Contracts often contain a mutual waiver of consequential damage settlement. For example, AIA® Document A201 “- 2017, which contains general conditions for certain AEI construction contracts, says in Section 15.1.7:

§15.1.7 Waiver of claims for consequential damage

The contractor and the owner waive each other’s claims for consequential damage from or in connection with this contract. This mutual renunciation includes

.1 Damage suffered by the owner for rental costs, loss of use, income, profit, financial, business and reputational losses, as well as loss of productivity of management or the employees or services of these persons; and

.2 Damage incurred by the contractor for expenses incurred by the main office, including compensation for staff stationed there, for loss of financial resources, business and reputation, and for lost profit, with the exception of expected profit arising directly from the work.

This mutual waiver applies without limitation to any consequential damage resulting from termination by either party under Article 14. Nothing in this Section 15.1.7 is intended to exclude the determination of liquidated damages, if any, in accordance with the requirements of the contractual documents.

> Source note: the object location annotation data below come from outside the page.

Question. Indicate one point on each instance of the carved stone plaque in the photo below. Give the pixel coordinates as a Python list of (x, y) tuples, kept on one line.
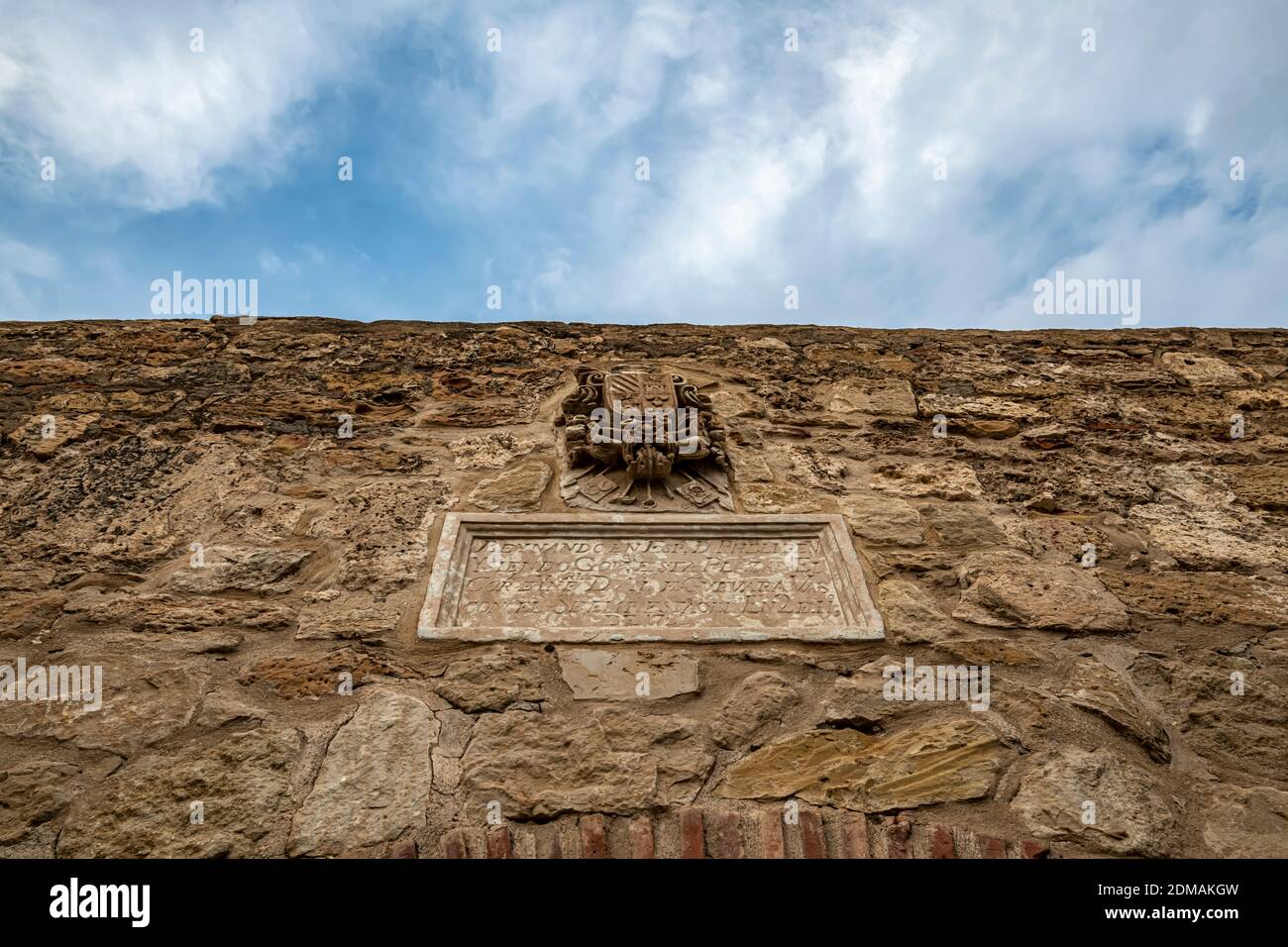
[(647, 578)]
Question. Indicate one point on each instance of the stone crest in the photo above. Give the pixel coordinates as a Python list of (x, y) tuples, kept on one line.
[(638, 437)]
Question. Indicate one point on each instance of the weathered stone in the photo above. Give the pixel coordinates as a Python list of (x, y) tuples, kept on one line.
[(884, 397), (1201, 371), (220, 709), (142, 703), (490, 682), (374, 781), (777, 497), (1104, 692), (991, 407), (1043, 596), (369, 622), (1210, 598), (760, 698), (911, 616), (165, 615), (952, 761), (945, 479), (625, 762), (883, 521), (1131, 814), (514, 489), (307, 676), (1206, 538), (614, 676), (489, 451), (958, 525), (1245, 822), (146, 810), (1261, 486), (237, 570), (33, 792)]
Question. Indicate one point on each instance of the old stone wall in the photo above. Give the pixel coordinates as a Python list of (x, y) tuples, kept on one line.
[(1096, 518)]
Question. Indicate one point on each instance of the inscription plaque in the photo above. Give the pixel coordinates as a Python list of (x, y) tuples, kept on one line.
[(647, 578)]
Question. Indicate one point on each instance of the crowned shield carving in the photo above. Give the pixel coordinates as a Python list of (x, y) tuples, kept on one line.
[(636, 437)]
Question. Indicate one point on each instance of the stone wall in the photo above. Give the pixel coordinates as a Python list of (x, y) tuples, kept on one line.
[(1078, 512)]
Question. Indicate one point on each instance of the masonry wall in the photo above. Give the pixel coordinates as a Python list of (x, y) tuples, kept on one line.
[(1098, 518)]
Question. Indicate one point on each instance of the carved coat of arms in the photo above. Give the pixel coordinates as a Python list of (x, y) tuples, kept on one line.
[(640, 437)]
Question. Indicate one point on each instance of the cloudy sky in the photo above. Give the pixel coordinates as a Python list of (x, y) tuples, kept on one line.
[(914, 163)]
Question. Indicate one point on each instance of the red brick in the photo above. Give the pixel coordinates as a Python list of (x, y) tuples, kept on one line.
[(454, 844), (812, 841), (941, 843), (691, 834), (772, 835), (991, 847), (898, 834), (403, 848), (498, 841), (592, 844), (855, 835), (724, 835), (642, 838)]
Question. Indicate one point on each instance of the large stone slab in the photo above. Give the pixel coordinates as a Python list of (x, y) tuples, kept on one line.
[(647, 578)]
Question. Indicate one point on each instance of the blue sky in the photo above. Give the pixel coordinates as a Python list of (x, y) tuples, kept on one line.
[(909, 165)]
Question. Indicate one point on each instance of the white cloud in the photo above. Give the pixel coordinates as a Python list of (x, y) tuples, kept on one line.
[(24, 269), (116, 93)]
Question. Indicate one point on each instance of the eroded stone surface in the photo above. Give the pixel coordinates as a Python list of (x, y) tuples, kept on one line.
[(626, 676), (145, 809), (597, 578), (1131, 814), (179, 432), (374, 781), (536, 764), (921, 766)]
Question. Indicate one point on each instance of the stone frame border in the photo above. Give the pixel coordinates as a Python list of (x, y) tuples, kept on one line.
[(862, 618)]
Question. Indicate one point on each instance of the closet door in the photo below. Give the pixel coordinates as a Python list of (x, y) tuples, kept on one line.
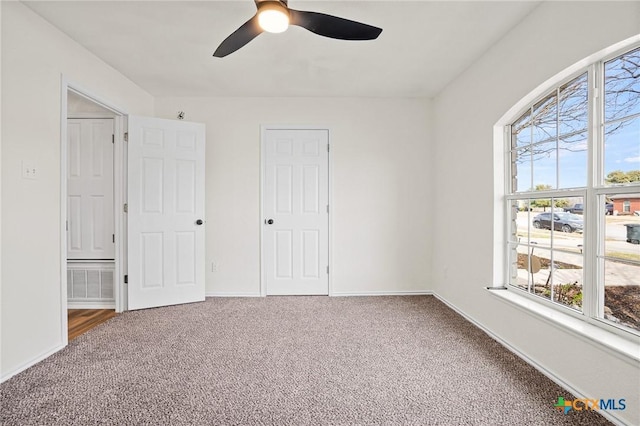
[(90, 221)]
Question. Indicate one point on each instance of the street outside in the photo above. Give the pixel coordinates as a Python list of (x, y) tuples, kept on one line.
[(564, 277)]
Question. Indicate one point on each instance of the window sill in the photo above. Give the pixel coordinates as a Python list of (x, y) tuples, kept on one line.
[(629, 348)]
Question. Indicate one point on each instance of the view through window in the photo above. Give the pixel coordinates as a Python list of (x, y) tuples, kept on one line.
[(574, 194)]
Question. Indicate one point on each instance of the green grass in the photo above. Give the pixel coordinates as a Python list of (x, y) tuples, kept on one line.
[(623, 255)]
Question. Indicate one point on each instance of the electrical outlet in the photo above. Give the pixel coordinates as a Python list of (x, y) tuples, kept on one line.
[(29, 170)]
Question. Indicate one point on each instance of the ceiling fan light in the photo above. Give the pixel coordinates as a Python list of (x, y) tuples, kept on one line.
[(273, 19)]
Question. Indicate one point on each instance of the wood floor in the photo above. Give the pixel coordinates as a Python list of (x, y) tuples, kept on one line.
[(83, 320)]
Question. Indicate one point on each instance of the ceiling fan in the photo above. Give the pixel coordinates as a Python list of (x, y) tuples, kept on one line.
[(276, 16)]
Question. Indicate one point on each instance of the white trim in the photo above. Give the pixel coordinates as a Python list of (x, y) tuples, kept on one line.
[(217, 294), (81, 304), (557, 380), (382, 293), (614, 344), (85, 115), (33, 361), (263, 131)]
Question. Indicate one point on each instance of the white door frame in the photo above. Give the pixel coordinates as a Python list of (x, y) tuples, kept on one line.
[(263, 133), (119, 197)]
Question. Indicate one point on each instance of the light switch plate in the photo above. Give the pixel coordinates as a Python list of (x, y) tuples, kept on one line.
[(29, 170)]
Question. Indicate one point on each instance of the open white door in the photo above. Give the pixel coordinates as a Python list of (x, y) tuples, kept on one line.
[(166, 212)]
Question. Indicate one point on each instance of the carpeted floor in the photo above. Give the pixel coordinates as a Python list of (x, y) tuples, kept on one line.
[(287, 361)]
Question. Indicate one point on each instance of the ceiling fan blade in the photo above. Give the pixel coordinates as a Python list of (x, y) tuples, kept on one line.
[(332, 26), (243, 35)]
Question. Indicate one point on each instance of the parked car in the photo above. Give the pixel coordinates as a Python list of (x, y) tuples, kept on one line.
[(565, 222), (575, 209), (608, 209)]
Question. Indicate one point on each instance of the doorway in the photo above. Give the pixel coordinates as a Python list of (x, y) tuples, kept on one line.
[(92, 164), (295, 207)]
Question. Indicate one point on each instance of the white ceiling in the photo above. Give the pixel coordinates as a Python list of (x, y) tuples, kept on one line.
[(166, 47)]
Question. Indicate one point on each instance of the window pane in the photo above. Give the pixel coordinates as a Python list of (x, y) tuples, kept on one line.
[(557, 228), (622, 152), (573, 109), (622, 264), (519, 227), (622, 293), (622, 86), (540, 277), (521, 131), (519, 261), (521, 169), (545, 119), (544, 166), (572, 161), (567, 277)]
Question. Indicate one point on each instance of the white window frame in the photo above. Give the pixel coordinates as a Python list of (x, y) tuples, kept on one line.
[(594, 192)]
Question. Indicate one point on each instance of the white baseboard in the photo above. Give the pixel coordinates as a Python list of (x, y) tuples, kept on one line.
[(6, 376), (557, 380), (382, 293), (79, 304), (216, 294)]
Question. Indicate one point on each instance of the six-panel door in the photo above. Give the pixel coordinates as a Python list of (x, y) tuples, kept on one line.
[(90, 220), (295, 206), (166, 210)]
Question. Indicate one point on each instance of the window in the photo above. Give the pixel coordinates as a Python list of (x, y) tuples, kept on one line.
[(572, 153)]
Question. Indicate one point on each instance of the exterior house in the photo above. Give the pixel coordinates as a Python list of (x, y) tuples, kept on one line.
[(626, 204)]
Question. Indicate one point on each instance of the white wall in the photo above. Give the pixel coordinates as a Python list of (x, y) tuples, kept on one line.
[(553, 37), (34, 56), (381, 201)]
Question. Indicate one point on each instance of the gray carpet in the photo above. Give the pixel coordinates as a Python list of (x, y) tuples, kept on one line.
[(287, 361)]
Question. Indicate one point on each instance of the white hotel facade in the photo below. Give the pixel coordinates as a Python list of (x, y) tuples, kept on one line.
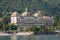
[(26, 20)]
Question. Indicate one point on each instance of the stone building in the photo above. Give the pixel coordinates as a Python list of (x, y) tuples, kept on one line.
[(25, 19)]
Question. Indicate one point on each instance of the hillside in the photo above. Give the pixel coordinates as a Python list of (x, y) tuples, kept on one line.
[(48, 7)]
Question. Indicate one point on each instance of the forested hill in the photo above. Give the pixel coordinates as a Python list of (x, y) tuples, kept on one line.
[(48, 7)]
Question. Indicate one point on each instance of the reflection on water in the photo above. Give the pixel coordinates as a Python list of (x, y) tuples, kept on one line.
[(33, 37), (5, 38)]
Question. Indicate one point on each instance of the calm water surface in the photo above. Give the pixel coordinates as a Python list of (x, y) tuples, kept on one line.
[(33, 37)]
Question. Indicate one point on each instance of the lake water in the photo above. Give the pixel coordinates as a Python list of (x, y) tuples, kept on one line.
[(33, 37)]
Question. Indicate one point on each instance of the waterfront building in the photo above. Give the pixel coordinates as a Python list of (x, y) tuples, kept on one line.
[(25, 19)]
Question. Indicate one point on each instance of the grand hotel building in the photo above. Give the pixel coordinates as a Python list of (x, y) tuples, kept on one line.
[(25, 19)]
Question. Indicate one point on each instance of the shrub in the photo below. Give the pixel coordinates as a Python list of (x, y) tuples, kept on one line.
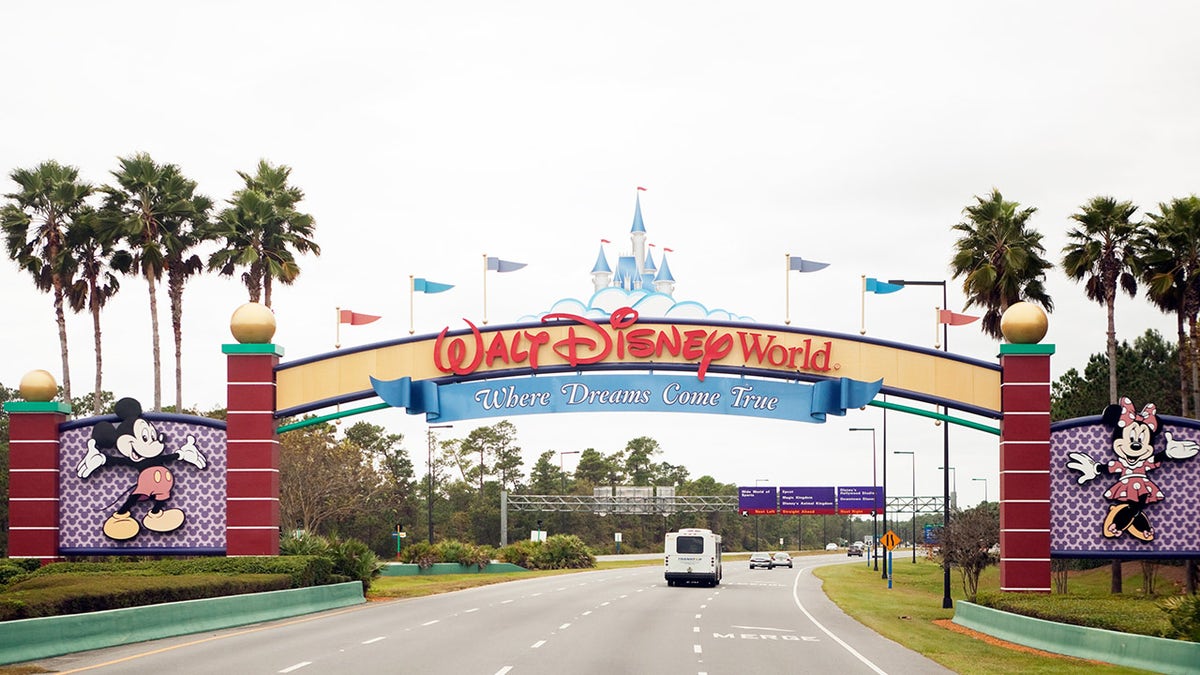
[(420, 554), (519, 553), (563, 551), (1183, 614), (354, 560)]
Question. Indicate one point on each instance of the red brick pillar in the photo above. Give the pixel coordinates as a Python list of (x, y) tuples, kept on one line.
[(252, 493), (34, 478), (1025, 467)]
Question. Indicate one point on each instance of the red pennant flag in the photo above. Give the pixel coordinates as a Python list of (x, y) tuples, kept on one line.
[(947, 316), (355, 318)]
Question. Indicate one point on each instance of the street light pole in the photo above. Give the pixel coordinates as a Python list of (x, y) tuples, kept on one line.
[(954, 482), (429, 497), (562, 521), (947, 603), (875, 511), (913, 501), (984, 488), (757, 542)]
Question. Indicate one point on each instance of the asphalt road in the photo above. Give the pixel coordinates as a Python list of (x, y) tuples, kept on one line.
[(611, 621)]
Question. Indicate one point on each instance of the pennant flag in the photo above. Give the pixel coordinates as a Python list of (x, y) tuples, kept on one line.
[(880, 287), (947, 316), (801, 264), (426, 286), (497, 264), (355, 318)]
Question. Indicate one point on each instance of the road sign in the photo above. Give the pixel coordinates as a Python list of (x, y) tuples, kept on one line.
[(889, 541)]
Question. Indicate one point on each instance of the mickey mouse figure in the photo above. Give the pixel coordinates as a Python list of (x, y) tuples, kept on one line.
[(143, 447), (1133, 442)]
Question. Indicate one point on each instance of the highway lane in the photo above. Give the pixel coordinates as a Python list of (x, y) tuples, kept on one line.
[(611, 621)]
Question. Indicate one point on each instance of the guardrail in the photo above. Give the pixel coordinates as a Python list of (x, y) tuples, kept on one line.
[(28, 639)]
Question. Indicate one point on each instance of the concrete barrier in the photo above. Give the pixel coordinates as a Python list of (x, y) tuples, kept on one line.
[(1157, 655), (28, 639)]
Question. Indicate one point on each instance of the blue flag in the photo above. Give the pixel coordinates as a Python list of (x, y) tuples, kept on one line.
[(497, 264), (424, 286), (880, 287)]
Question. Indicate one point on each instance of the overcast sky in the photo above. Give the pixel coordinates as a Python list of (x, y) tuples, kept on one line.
[(427, 133)]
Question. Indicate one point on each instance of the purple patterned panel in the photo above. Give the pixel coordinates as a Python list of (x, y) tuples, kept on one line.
[(1078, 511), (85, 503)]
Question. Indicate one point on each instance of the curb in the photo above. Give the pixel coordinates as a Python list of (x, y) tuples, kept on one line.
[(29, 639), (1158, 655)]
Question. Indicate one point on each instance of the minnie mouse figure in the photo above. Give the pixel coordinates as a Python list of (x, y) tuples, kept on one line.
[(142, 447), (1133, 442)]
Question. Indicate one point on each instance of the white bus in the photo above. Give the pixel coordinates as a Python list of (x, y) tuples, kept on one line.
[(693, 554)]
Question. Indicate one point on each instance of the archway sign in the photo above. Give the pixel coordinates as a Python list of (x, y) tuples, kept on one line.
[(222, 478)]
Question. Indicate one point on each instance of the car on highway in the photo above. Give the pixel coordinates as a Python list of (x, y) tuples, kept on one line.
[(761, 560)]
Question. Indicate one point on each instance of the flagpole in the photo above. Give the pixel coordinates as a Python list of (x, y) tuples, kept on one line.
[(485, 288), (862, 311), (787, 288)]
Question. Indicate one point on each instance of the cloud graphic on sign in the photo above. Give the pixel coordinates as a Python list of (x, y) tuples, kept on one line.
[(648, 304)]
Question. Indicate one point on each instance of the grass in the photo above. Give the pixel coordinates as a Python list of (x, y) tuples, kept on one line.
[(911, 614)]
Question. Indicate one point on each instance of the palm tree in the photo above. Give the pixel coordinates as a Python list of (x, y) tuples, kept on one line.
[(149, 203), (262, 231), (1103, 251), (94, 250), (1170, 252), (48, 201), (1000, 258)]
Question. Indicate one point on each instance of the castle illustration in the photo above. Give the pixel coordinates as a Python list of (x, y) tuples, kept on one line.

To the extent that “LEED” damage constitutes consequential damage, that language is likely to waive the right to reclaim that damage.

Contractual options

How you view the consequential loss waiver depends on who you are. Contractors benefit from the waiver and will not want to change it with respect to LEED damage. On the other hand, developers and owners are those who may not be able to replace certain LEED damage due to the disclaimer, so they may want to change it. The most beneficial change for the developer and owner could be to state that LEED damage is excluded from the scope of the disclaimer. However, the increased risk imposed on the contractor may lead to a higher fee. A middle ground is to exclude LEED damage from the scope of the waiver, but limit the contractor’s liability for such damage. A more subtle approach a developer or owner might consider is to identify the different types of LEED damage in a section of the contract and indicate that they are predictable. This would later be used to argue that these damages are not consequential because it has been agreed that they are foreseeable and therefore do not fall within the scope of the consequential waiver clause.

Final thoughts

Damage is only relevant if there is liability. Achieving a required level of LEED certification or other green building standard usually involves the duties and responsibilities of multiple parties, such as owners, planners and contractors. Therefore, it is usually not appropriate to state in a contract that the contractor will be liable if the project does not meet the established green standard, any more than it would be appropriate to state in advance that the contractor will be liable if the project is about to comes late because there could be an excusable delay. A better approach is to identify the parties’ respective responsibilities for achieving a green building standard and to provide that they are only liable to the extent that the standard is not achieved due to their failure to meet their obligations.

The content of this article is intended to provide general guidance on the subject. Expert advice should be sought regarding your specific circumstances.